Crawling through the muck at the bottom of Maine lakes, mudpuppies are large amphibians that were accidentally introduced to the state in 1939, and have been perplexing ice fishermen ever since.
“Surprisingly, we’ve known very little about mudpuppies until recently,” said Phillip deMaynadier, biologist for the Maine Department of Inland Fisheries and Wildlife.

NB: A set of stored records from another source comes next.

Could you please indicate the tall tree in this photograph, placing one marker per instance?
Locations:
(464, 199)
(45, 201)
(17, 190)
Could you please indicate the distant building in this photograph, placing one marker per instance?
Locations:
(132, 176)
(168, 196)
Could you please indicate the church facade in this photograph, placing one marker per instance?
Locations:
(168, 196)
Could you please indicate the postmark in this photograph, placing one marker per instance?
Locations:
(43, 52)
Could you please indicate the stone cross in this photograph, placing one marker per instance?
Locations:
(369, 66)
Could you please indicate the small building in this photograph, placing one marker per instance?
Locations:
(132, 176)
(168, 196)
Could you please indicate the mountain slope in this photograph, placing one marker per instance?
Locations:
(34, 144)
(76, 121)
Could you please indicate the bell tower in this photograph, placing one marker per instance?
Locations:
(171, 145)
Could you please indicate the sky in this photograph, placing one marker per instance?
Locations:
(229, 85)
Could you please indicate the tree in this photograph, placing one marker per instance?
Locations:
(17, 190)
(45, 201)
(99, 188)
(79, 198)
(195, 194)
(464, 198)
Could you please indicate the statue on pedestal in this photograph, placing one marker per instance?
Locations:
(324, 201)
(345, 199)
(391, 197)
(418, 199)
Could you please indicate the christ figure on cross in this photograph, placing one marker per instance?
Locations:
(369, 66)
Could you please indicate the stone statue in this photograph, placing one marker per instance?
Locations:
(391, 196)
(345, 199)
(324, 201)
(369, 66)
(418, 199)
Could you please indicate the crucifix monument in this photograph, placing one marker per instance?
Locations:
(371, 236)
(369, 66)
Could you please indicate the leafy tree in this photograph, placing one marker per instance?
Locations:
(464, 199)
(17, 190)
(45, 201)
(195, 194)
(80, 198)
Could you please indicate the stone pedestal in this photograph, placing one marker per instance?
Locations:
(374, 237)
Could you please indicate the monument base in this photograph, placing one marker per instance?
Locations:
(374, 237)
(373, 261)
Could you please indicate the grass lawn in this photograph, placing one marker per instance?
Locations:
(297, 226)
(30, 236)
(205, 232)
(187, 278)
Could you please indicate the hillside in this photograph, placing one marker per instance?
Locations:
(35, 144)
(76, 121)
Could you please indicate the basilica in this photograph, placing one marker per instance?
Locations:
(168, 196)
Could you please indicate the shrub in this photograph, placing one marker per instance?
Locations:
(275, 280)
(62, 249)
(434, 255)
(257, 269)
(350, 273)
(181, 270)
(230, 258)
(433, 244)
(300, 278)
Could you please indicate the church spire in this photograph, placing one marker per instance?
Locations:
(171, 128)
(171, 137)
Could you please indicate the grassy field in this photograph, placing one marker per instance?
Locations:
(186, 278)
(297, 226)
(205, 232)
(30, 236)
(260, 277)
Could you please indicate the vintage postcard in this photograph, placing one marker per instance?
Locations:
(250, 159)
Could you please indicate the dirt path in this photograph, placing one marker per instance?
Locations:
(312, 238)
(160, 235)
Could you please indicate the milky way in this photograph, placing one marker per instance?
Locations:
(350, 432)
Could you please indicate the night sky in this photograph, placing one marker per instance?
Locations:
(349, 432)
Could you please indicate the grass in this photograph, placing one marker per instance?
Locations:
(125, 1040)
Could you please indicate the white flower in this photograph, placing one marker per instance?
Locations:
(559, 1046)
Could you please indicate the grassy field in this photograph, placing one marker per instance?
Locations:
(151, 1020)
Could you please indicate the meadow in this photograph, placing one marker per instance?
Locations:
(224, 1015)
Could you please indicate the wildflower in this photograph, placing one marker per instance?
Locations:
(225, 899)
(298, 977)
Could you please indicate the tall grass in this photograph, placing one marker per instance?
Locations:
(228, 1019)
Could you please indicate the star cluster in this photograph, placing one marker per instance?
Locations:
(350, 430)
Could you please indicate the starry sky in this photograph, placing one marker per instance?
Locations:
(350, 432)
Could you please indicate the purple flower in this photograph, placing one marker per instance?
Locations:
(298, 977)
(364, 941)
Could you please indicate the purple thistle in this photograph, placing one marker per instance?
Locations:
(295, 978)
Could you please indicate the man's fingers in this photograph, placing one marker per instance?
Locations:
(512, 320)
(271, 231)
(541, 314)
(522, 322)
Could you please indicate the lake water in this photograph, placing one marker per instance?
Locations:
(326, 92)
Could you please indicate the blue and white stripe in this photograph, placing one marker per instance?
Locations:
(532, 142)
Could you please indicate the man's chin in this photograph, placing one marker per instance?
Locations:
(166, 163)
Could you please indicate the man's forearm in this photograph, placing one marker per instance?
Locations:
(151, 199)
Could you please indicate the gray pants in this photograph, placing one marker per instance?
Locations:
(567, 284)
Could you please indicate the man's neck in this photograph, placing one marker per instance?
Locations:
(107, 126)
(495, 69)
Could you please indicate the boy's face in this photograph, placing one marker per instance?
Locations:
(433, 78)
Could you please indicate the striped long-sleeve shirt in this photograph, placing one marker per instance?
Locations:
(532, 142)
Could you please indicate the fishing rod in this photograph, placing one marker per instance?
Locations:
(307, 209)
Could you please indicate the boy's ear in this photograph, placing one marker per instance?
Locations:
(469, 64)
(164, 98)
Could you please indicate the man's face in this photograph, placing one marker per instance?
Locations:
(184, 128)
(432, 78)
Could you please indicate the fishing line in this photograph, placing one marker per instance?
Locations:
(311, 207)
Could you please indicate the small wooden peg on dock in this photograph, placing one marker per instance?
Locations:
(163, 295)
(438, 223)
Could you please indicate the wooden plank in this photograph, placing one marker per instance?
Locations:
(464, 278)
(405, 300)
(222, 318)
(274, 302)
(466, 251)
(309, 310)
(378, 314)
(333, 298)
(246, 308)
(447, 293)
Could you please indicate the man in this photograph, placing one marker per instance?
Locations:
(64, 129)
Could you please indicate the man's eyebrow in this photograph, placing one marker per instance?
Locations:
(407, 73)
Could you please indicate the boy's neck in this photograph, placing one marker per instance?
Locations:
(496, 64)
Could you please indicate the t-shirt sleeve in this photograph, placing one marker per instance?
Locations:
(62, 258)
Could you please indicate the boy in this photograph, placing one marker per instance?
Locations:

In 2017, the DIF&W teamed up with the University of Maine and Colby College to learn more about this non-native species and how it’s impacting aquatic ecosystems in Maine. Now two years later, they’ve learned that the state’s mudpuppy population is thriving — and it has spread.
What’s a mudpuppy?
The largest amphibian in Maine, mudpuppies can exceed 16 inches in length. They’re salamanders, but unlike Maine’s other salamander species, they’re waterbound. Breathing through big, feathery external gills, they crawl along the bottom of lakes, streams and rivers.
In addition to being exceptionally large, they’re quite colorful. Their bodies are gray or brownish-gray with dark blue spots, and their gills are red. They have flat heads, wide tails, stubby legs and four toes on each foot.
With the scientific name Necturus maculosus, mudpuppies are also sometimes called “water dogs” due to the barking sound they sometimes make.